Bere una tazza di tè, ogni giorno.
È triste, e non voglio addolcire la pillola, ma quando arrivi a quel punto – in cui ti senti disconnesso dal mondo, in cui hai anedonia, disfunzioni sessuali – ti sembra tutto senza senso. Ogni singolo giorno.
Ti senti come se volessi solo porre fine alla tua sofferenza.
Mi dispiace dirlo così, ma è come mi sentivo.
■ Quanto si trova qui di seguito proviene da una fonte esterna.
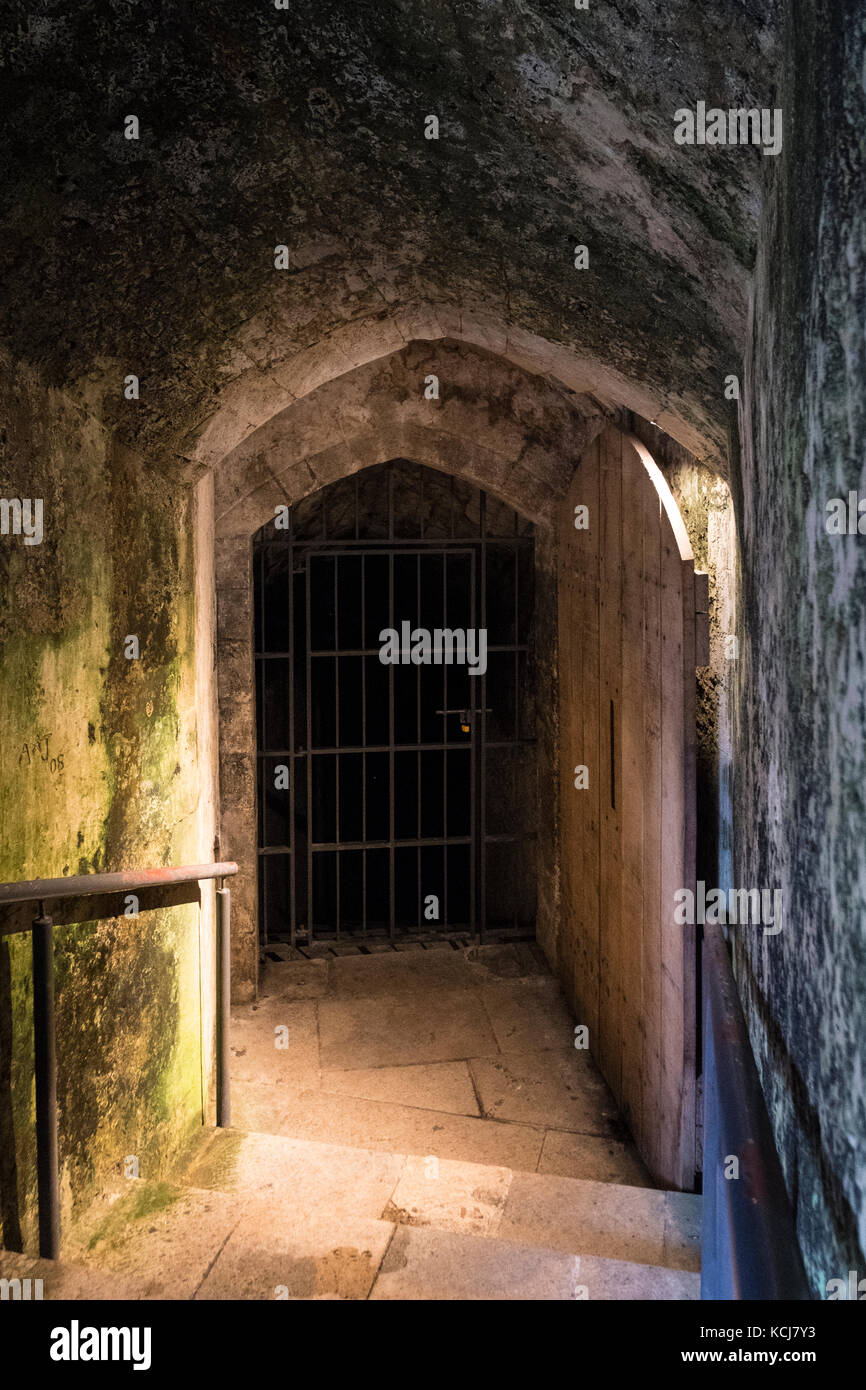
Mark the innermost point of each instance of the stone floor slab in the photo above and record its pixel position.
(437, 1086)
(396, 1030)
(319, 1179)
(559, 1089)
(161, 1236)
(280, 1253)
(594, 1158)
(426, 1264)
(683, 1221)
(528, 1015)
(275, 1041)
(449, 1196)
(402, 1129)
(615, 1279)
(399, 972)
(585, 1218)
(293, 979)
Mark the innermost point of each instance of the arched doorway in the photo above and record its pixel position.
(631, 631)
(395, 704)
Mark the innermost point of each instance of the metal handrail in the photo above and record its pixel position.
(82, 886)
(749, 1247)
(45, 1039)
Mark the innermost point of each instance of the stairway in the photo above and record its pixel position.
(266, 1216)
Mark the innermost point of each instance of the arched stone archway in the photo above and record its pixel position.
(521, 439)
(512, 435)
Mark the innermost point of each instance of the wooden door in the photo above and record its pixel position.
(627, 688)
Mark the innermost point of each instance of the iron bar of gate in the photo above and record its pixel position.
(749, 1248)
(45, 1026)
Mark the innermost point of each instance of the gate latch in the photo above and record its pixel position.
(464, 716)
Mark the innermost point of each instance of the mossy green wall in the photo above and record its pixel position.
(100, 770)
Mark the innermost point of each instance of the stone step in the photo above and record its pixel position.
(428, 1264)
(328, 1182)
(31, 1279)
(164, 1241)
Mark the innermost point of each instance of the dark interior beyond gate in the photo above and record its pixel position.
(395, 799)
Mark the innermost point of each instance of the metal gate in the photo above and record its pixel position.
(388, 794)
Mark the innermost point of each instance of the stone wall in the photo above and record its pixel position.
(104, 767)
(799, 756)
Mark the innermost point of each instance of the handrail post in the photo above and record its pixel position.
(45, 1054)
(224, 991)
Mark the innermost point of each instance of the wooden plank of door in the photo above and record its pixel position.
(651, 945)
(673, 844)
(578, 734)
(610, 656)
(631, 726)
(691, 590)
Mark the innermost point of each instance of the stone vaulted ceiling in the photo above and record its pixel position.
(306, 127)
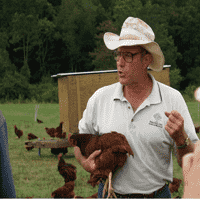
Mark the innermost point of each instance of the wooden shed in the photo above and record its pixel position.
(74, 90)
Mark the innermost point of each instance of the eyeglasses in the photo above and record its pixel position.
(127, 56)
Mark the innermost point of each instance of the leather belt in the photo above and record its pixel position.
(137, 195)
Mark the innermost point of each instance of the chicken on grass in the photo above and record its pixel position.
(39, 121)
(18, 132)
(114, 148)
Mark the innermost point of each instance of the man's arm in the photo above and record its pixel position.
(79, 157)
(183, 151)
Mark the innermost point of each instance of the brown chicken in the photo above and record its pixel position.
(39, 121)
(66, 170)
(94, 196)
(31, 136)
(57, 151)
(58, 130)
(114, 148)
(197, 129)
(29, 148)
(18, 132)
(60, 135)
(50, 131)
(66, 191)
(174, 186)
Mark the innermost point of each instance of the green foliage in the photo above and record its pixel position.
(103, 58)
(5, 63)
(25, 71)
(12, 85)
(175, 78)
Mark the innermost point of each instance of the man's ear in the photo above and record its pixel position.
(147, 59)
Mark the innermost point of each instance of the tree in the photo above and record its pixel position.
(103, 58)
(45, 32)
(76, 26)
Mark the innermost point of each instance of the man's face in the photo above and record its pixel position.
(130, 73)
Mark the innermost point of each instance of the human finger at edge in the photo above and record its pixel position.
(186, 165)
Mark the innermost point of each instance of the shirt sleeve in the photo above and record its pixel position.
(7, 188)
(87, 124)
(182, 108)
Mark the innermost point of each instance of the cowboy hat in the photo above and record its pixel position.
(136, 32)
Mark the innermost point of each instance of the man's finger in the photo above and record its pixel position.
(95, 154)
(187, 164)
(167, 113)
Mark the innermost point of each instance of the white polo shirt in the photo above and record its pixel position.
(108, 110)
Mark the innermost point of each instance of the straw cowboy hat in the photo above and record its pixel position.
(136, 32)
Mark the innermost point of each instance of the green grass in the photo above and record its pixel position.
(38, 176)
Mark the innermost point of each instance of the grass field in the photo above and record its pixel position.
(38, 176)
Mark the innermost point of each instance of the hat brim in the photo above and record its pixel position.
(112, 42)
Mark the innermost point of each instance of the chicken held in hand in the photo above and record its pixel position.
(57, 151)
(31, 136)
(59, 129)
(174, 186)
(39, 121)
(18, 132)
(60, 135)
(114, 148)
(66, 191)
(66, 170)
(50, 131)
(29, 148)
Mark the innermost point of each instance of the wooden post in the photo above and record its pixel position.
(78, 98)
(36, 109)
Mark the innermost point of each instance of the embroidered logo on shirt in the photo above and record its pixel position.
(157, 119)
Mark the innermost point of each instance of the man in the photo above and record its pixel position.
(153, 117)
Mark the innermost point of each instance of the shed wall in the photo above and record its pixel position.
(75, 90)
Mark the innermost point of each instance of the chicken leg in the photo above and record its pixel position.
(105, 187)
(108, 187)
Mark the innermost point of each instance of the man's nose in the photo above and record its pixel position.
(120, 61)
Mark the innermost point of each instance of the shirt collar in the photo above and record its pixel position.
(153, 98)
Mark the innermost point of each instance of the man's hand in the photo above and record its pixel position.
(175, 126)
(89, 164)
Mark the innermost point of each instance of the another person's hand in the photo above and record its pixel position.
(89, 164)
(191, 173)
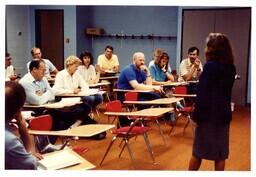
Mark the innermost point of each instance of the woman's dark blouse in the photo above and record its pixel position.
(214, 93)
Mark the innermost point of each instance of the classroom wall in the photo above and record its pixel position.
(18, 36)
(83, 19)
(137, 20)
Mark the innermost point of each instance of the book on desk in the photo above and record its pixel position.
(58, 160)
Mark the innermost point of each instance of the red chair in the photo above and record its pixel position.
(44, 123)
(127, 132)
(133, 96)
(113, 106)
(186, 110)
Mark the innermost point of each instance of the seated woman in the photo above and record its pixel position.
(159, 71)
(70, 81)
(17, 149)
(160, 74)
(87, 70)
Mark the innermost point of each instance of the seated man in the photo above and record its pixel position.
(136, 76)
(156, 58)
(191, 68)
(49, 67)
(17, 150)
(108, 61)
(39, 92)
(9, 70)
(70, 81)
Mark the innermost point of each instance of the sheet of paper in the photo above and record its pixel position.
(58, 160)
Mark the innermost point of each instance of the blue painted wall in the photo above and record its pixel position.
(83, 20)
(137, 20)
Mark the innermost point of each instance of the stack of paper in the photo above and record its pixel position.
(65, 102)
(58, 160)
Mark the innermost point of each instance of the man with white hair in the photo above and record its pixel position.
(137, 76)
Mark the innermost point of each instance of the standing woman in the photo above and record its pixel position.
(212, 114)
(87, 70)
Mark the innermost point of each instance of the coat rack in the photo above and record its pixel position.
(133, 36)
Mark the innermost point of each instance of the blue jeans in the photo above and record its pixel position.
(93, 100)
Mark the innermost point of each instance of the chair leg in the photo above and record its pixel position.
(122, 149)
(161, 131)
(186, 125)
(149, 147)
(171, 130)
(129, 150)
(107, 151)
(97, 112)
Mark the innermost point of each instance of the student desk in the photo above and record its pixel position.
(143, 114)
(84, 165)
(173, 84)
(100, 84)
(185, 95)
(80, 131)
(81, 94)
(160, 101)
(138, 91)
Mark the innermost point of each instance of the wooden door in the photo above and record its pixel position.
(235, 23)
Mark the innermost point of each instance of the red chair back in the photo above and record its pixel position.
(180, 90)
(114, 106)
(43, 122)
(131, 96)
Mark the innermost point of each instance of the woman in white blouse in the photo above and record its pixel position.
(87, 70)
(70, 81)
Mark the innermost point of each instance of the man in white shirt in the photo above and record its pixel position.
(191, 67)
(108, 62)
(9, 70)
(50, 68)
(38, 91)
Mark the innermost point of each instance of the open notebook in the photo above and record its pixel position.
(58, 160)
E lo sento dire ogni giorno da tante altre persone: “voglio solo che finisca”.
Non esiste una risposta giusta o una soluzione valida per tutti.
Sinceramente non so nemmeno come sto riuscendo a parlarti adesso.
C’erano momenti in cui ero completamente finita.
È stata la mia famiglia, e anche delle persone incontrate online, a tenermi aggrappata alla vita – letteralmente.
Mi hanno salvata.
Ogni volta che qualcuno mi dava un piccolo filo di speranza, una frase, qualcosa...
Forse è bastato quel messaggio a farmi restare un altro giorno.
Ci sono stati momenti in cui non pensavo sarei sopravvissuta fino al giorno dopo... eppure eccomi qui.
Dr. Josef:
Hai detto che la comunità online ti ha aiutata molto...
Jess:
Sì. Perché quando parli con qualcuno che è sano e non ha mai vissuto una depressione – figuriamoci qualcosa di simile – è impossibile che possa davvero capire.
Magari può provare empatia, ma non può relazionarsi.
Ti senti come se stessi combattendo una battaglia invisibile, da sola.
Nemmeno tu riesci a capire cosa ti stia succedendo.
E poi non ci sono risposte, perché il cervello di ognuno è diverso.
È come se fosse un gioco mentale continuo.
Devi convincerti a fare qualcosa, anche se ti senti incapace. Devi spingerti a farlo.
Uso spesso la metafora dell’auto con il motore rotto che devi spingere in salita.
È così.
Dr. Josef:
E ci sono state persone che, pur stando anche peggio, ti hanno ispirata...
Jess:
Esatto. Alcuni avevano sintomi peggiori dei miei e mi incoraggiavano. E pensavo: “Se ce la fanno loro da anni, io posso farcela per un altro giorno”.
Erano fari per me.
Oppure vedevo persone che iniziavano a migliorare con cure immunitarie o farmaci...
Mi aggrappavo a ogni informazione, ovunque.
Reddit, YouTube, Discord – parlavo con chiunque volesse ascoltarmi.
Volevo capire come aiutare me stessa, o almeno non restare lì a marcire.
Dr. Josef:
E adesso, come ti senti rispetto al futuro?
Jess:
Per me stessa?
Voglio essere ottimista, e lo sono, ma cerco di vivere nel presente.
Quello che mi è successo mi ha fatto capire che nulla è scontato.
Mi sono stati tolti aspetti della mia vita che non avrei mai immaginato di perdere.
Cerco di godermi ogni secondo.
Ma a volte è difficile pensare al futuro.
Ho paura... Paura di ricadere, di peggiorare, di avere reazioni negative se un giorno mi servirà un altro farmaco, anche solo in pronto soccorso.
Ho tutti questi pensieri, e cerco di scacciarli.
Mi sento come se fossi in un “round bonus”.
Scherzo con la mia famiglia dicendo: “Non pensavo sarei arrivata fin qui”.
Quindi sto cercando di godermi ogni piccola cosa.
Non voglio fare piani a lungo termine, ma sì – sono ottimista.
Sento di aver trovato una nuova base da cui ripartire.
E ho imparato tanto, non solo su di me, ma anche sulla forza dell’essere umano.
Mi ha aperto gli occhi su una sofferenza che non sapevo potesse esistere.
Nessuno ne parla. Tutti conoscono la depressione, ma non questa intensità di dolore.
Sto iniziando a lasciarmi il passato alle spalle – soprattutto quest’ultimo anno –
ma è dura.
Ho un trauma forte, lo ammetto.
E anche tanto senso di colpa.
Ho fatto soffrire la mia famiglia, il mio ex partner.
Ho perso tutto: il lavoro, la relazione, la casa...
E poi c’è anche lo stigma.
È come se portassi un’etichetta.
Scherzo dicendo: “Magari fossi finita in prigione... la gente capirebbe di più!”.
Ma quando dici che sei stata ricoverata in un reparto psichiatrico... il giudizio è pesantissimo.
Vorrei che potessimo parlarne liberamente, con i medici, con la famiglia, con la comunità.
Questa è una realtà comune – anedonia, PSSD, traumi – ma resta un tabù.
Eppure, se non ne parliamo, non scopriremo mai chi altro sta soffrendo in silenzio.